The results of this study consistently demonstrated the cognition-improving effects of PBE based on in vivo behavioral tests and LTP assessment in organotypic hippocampal slices. However, the differences in cognitive improvement effects of behavioral tests and biochemical indices in the rat hippocampus between 15 and 30 mg/kg BW/day dosages were not completely consistent. Also, the increase in LTP induction by PBE in the hippocampal slices did not show a dose-dependent trend in this study. Many types of phenolic compounds (such as procyanidins, catechin, and quercetin) having different molecular properties and bioavailability are found in PBE [36,37,38]. For example, pine bark contains a large number of procyanidin derivatives that have different bioavailability and bioactivity depending on the degree of polymerization [37]. Thus, considering the wide range of bioavailability of phenolic compounds in PBE in ex vivo and in vivo conditions, it is difficult to explain why no dose-dependent results were obtained in this study. Another reason for some of the discrepancies in the results of this study between in vivo behavioral tests and ex vivo LTP measurements may be due to differences in the ages of the animals used. We used 6-week-old (after adaptation period) SD rats for in vivo behavioral tasks but used 7-day-old SD rats for the ex vivo LTP study.

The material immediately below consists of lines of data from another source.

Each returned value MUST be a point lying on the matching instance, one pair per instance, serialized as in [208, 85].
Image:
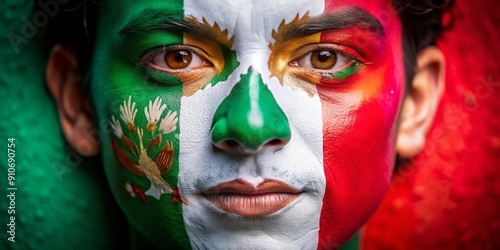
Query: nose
[249, 119]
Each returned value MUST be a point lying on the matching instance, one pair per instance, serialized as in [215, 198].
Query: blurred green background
[62, 200]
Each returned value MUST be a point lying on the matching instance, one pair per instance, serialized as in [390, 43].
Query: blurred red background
[448, 197]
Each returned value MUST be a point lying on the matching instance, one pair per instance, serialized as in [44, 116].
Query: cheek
[358, 160]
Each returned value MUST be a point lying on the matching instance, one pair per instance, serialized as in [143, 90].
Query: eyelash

There are some limitations in this study due to the difficulty of using dual animal models and the complexity of pharmacological effects by the use of extracts. However, our study determined the anti-amnesic effect of PBE in the cognitive impairment model, which validated in both ex vivo and in vivo models and provided a comprehensive phytochemical understanding of PBE. Further studies are needed to elucidate the clearer mechanism for the cognition-improving effects of PBE and its major bioactive compounds.

5. Conclusions

In conclusion, we presented the phenolic profiling of PBE and investigated the cognition-enhancing effects of PBE through animal behavior and electrophysiology tests. Twenty-three phenolic compounds were identified using UHPLC-DAD-Orbitrap MS, including compounds not previously found in the bark of P. densiflora. Oral administration of phenolic-rich PBE for three weeks showed cognition-enhancing effects on SCOP-induced amnesic rats in a Y-maze, passive-avoidance, and Morris water maze tests. PBE normalized activities of endogenous antioxidant enzymes including SOD and catalase and AChE activity in hippocampus of the rats. Furthermore, PBE promoted LTP formation and restored LTP inhibition by NMDA receptor antagonist DL-AP5 in organotypic cultured hippocampal slices. Our results provide comprehensive information on pharmaceutical and nutraceutical candidates for the prevention of cognitive disorders.